The New Financial Economy—In 1948, 56 percent of profits in the U.S. economy derived from manufacturing, while 8.3 percent came from the financial sector. In 2007 (the year the financial collapse began) manufacturing produced 10 percent of profits, while the financial sector produced 26 percent of profits.
The $62 Trillion Question—Eighteen months ago, Iowa Democratic Senator Tom Harkin was framing testimony for the Senate Agriculture Committee. Harkin chairs the committee. The subject was credit default swaps, the complex financial instruments that pushed the global economy to the precipice of depression. Harkin ran the numbers. The Dow Jones Industrial Average had lost 40 percent of its value during the previous year. Measured in dollars, the Wilshire Broad Index had lost $8.4 trillion. Upon the request of President Bush, the Congress had spent $700 billion to prop up the collapsing economy.
“Credit default swaps weren’t around before the early 1990’s [and] ballooned in the 2000’s,” Harkin said. (They “ballooned” after a 250-page amendment—written by Wall Street lawyers, sponsored by Republican Senator Phil Gramm, and backed by Clinton Treasury Secretary Robert Rubin—was discretely tacked on to an appropriations bill as Congress was adjourning for Christmas in 2000. One provision in the amendment exempted CDSs from regulation.)
Harkin explained that mortgage lenders began bundling and selling mortgages in the 1980’s, and that buyers of the securitized mortgages bought credit default swaps as insurance policies in the event that the bundled mortgages were to default. Because the insurance swaps were unregulated, there was no way of knowing whether the insurer could pay off in the event of default.
Harkin also defined “naked default swaps,” in which a party who doesn’t own a security buys a policy on it, betting on it either to fail or succeed. “They just bet that either it will be okay or will not be okay,” Harkin said. “Then Wall Street comes in and sells them kind of an insurance policy made on that bet.”
When the U.S. financial system collapsed in 2008, with Lehman Brothers going bankrupt and threatening to take insurance combine AIG with it, an estimated $62.2 trillion in CDS value was hanging out there—a figure equivalent to the gross domestic product of the world in 2008.
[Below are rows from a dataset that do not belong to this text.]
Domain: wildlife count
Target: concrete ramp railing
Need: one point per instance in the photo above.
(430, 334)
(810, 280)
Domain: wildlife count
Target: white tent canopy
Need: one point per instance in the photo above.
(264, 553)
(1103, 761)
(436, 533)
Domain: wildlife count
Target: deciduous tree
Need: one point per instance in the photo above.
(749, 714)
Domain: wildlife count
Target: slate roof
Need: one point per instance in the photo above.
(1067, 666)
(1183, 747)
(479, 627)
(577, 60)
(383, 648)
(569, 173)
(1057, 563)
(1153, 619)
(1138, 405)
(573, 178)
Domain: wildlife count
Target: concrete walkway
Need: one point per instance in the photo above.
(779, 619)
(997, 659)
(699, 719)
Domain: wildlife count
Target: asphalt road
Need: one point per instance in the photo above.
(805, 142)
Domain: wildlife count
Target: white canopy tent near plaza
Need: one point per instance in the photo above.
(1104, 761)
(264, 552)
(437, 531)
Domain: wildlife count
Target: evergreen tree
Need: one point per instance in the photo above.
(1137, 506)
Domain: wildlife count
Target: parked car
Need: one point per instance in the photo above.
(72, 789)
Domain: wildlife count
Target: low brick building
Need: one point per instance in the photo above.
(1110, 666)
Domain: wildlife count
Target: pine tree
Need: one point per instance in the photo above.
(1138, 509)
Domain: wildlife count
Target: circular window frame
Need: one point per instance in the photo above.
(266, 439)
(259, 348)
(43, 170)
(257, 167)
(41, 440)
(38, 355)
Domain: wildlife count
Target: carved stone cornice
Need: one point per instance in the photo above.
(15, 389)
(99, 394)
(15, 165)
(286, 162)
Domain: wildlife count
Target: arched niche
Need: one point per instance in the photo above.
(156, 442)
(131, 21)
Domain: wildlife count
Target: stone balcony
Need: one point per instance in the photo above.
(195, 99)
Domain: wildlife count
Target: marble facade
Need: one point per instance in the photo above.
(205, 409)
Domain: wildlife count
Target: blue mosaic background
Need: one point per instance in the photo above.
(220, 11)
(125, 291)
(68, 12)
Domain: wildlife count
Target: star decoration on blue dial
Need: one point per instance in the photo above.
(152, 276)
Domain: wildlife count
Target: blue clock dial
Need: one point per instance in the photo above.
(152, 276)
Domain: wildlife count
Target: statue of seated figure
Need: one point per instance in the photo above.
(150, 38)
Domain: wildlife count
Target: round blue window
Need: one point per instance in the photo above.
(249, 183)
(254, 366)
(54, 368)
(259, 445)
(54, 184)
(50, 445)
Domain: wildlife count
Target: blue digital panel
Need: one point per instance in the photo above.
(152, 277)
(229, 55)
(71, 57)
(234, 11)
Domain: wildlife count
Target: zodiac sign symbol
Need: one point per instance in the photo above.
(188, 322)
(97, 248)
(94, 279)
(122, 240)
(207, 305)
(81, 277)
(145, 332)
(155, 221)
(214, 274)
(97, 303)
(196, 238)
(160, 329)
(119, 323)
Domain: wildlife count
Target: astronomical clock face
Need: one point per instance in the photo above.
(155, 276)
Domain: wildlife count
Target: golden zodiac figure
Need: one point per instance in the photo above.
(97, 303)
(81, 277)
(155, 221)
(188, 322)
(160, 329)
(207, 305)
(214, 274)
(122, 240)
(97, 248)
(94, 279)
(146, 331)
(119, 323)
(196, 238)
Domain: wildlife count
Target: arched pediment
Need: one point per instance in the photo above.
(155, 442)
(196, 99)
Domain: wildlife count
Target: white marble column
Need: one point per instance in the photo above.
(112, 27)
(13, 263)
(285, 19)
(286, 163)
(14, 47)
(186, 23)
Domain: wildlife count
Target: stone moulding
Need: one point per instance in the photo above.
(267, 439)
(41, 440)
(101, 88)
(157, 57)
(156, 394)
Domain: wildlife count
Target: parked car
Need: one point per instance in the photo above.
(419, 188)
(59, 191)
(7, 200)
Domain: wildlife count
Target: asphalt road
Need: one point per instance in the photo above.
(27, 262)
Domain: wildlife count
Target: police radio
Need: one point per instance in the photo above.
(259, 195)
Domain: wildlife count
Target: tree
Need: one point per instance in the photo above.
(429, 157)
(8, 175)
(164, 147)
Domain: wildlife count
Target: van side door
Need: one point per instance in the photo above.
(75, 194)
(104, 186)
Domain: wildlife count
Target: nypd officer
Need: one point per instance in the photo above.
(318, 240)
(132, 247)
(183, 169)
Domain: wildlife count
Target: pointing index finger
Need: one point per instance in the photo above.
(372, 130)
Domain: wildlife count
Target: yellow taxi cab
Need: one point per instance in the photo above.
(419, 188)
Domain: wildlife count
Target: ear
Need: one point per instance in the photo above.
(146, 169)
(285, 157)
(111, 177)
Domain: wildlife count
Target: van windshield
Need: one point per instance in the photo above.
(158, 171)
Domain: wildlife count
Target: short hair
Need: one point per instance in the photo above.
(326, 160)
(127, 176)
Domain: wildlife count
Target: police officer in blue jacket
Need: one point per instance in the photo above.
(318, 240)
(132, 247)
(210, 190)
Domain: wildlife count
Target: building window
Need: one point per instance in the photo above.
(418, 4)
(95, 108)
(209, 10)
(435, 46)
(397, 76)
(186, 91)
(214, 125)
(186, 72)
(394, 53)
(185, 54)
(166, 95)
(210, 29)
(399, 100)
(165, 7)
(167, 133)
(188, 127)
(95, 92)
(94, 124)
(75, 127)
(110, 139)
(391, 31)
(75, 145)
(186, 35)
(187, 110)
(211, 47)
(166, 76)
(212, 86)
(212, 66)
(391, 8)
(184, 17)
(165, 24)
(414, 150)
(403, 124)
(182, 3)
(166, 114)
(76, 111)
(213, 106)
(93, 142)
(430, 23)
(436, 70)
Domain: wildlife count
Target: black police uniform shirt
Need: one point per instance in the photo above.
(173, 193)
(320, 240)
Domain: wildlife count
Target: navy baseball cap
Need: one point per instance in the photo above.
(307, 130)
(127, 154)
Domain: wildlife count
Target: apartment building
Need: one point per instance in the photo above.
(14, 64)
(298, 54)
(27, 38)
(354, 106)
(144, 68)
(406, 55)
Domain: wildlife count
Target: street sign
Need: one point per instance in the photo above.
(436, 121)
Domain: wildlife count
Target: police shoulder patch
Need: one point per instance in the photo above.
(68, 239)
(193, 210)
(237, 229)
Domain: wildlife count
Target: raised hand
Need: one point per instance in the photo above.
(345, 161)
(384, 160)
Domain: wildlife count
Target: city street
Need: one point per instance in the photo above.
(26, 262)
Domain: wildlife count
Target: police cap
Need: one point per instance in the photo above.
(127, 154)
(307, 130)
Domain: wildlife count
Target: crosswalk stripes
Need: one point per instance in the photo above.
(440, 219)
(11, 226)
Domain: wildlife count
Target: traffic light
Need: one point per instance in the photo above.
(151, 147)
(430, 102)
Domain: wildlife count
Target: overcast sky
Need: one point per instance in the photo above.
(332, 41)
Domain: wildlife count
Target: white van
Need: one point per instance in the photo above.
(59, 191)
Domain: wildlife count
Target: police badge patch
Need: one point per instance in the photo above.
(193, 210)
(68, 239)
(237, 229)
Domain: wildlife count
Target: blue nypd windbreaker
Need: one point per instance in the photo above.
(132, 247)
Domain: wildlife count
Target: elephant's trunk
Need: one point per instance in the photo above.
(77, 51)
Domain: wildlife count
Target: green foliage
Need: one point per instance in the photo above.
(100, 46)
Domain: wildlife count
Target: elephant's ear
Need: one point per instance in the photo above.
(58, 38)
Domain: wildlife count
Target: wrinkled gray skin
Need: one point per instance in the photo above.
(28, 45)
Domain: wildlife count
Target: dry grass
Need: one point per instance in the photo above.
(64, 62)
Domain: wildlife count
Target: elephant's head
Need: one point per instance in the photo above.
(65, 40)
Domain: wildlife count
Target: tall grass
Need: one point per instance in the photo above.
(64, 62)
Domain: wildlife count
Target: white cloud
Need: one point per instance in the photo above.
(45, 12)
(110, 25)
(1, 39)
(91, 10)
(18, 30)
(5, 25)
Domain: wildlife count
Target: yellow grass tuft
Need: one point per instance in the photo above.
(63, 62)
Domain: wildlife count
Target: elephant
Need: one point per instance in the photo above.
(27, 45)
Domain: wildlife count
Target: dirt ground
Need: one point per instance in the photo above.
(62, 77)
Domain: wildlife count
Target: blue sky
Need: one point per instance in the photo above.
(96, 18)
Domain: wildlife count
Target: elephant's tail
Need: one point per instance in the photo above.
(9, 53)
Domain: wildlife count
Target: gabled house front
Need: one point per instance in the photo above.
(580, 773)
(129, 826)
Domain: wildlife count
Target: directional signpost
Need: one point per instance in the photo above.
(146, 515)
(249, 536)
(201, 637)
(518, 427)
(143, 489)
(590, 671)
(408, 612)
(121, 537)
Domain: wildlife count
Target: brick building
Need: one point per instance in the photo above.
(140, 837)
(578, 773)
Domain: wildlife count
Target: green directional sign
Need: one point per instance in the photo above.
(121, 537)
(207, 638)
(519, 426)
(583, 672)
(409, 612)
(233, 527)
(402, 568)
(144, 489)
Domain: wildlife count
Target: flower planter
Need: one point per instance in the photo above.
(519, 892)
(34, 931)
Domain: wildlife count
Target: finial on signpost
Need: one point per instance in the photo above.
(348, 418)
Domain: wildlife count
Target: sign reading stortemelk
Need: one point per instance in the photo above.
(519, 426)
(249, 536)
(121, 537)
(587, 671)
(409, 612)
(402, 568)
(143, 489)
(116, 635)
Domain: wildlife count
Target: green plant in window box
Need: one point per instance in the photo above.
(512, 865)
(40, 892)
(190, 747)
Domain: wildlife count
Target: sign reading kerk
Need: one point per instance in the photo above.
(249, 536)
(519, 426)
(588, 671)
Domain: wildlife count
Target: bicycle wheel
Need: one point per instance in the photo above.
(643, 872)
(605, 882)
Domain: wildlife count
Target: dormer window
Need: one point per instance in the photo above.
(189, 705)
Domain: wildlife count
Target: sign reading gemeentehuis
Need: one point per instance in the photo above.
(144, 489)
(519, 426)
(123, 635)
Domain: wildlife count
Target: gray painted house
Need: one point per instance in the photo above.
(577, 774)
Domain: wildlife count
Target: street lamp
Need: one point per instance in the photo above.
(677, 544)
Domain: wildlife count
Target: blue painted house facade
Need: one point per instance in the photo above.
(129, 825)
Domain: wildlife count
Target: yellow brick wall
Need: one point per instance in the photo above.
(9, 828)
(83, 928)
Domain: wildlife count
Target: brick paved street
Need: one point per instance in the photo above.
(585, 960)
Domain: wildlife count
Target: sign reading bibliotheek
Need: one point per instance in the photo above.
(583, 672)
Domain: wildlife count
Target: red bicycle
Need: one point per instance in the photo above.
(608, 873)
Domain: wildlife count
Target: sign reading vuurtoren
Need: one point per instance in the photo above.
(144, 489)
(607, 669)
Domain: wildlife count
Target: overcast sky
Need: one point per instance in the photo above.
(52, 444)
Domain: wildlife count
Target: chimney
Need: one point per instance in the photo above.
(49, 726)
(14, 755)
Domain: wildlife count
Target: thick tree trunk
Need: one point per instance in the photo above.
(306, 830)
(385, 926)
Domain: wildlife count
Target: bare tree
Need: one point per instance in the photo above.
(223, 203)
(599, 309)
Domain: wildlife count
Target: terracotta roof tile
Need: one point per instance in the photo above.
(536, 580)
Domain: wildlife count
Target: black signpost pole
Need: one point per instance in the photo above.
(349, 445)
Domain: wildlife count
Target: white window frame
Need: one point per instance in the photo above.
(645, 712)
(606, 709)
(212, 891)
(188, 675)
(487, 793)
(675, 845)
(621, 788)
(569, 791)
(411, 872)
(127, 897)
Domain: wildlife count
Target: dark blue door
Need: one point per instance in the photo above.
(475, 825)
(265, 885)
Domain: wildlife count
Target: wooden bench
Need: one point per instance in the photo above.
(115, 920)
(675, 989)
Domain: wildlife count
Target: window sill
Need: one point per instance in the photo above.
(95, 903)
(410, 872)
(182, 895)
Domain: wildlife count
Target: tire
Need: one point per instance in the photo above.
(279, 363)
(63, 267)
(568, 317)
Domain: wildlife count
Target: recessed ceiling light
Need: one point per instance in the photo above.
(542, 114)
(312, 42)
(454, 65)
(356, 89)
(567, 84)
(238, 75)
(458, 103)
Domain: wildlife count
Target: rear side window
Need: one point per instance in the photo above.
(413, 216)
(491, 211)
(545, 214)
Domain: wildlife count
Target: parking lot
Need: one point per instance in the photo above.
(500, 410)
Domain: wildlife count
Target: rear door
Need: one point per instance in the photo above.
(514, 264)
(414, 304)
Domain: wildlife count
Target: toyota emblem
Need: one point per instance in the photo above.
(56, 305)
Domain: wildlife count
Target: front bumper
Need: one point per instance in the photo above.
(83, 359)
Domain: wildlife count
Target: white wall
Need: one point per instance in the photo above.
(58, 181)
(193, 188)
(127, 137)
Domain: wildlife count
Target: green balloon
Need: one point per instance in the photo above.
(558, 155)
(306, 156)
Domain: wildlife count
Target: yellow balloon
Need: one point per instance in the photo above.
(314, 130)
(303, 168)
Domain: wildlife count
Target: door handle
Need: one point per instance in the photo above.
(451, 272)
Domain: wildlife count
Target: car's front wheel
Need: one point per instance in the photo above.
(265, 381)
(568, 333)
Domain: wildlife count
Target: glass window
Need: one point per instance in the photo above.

Because CDSs are unregulated, there was no way of knowing what capital reserves backed them. An estimated 80 percent of that $62.2 trillion was in naked swaps, directional bets in which the parties owned no interest in the securities they were insuring. And 80 percent of all credit default swaps are traded by the nation’s five biggest investment banks—their losses backed by the FDIC and U.S. Treasury.
That in 300 words is the case for regulation, which all 41 Senate Republicans have vowed to oppose as a Senate finance regulation bill moves to the floor. And default swaps are only one critical piece of the regulation package.
Swap Fraud at Goldman Sachs—In mid-April, the Securities and Exchange Commission alleged that investment bank Goldman Sachs used credit default swaps to defraud clients of $1 billion. According to the SEC complaint, Goldman bundled mortgages that were calculated to lose value, sold them to clients, then purchased credit default swaps on the securitized mortgages. When the value of the “synthetic collateralized debt obligation” packages that Goldman sold their clients tanked, Goldman cashed in on the swaps, collecting billions. Goldman Sachs used a separate entity, Abacus 2007-AC1, similar to the offshore entities used by Enron, to sell the investment packages the SEC alleges were designed to fail. According to the New York Times reporting on Goldman’s dealings, seven of the Abacus deals were insured by credit default swaps purchased from AIG, the insurance giant the federal government bailed out with an initial $180 billion in Troubled Assets Relief Program funding. Goldman Sachs denies the charges.
Two Trillion Dollars—That’s the total amount of the bank bailout, including TARP, Federal Reserve and Treasury Department spending, according to Ted Kaufman, a placeholder Senator serving out Joe Biden’s term. “And that amount included neither the many trillions of dollars committed as guarantees for toxic debt, nor the de facto bailout that banks received through the Federal Reserve’s easing of monetary policy,” Kaufman said in March. His solution, reinstating regulatory provisions that would ban commercial banks from speculative investment, isn’t on the table.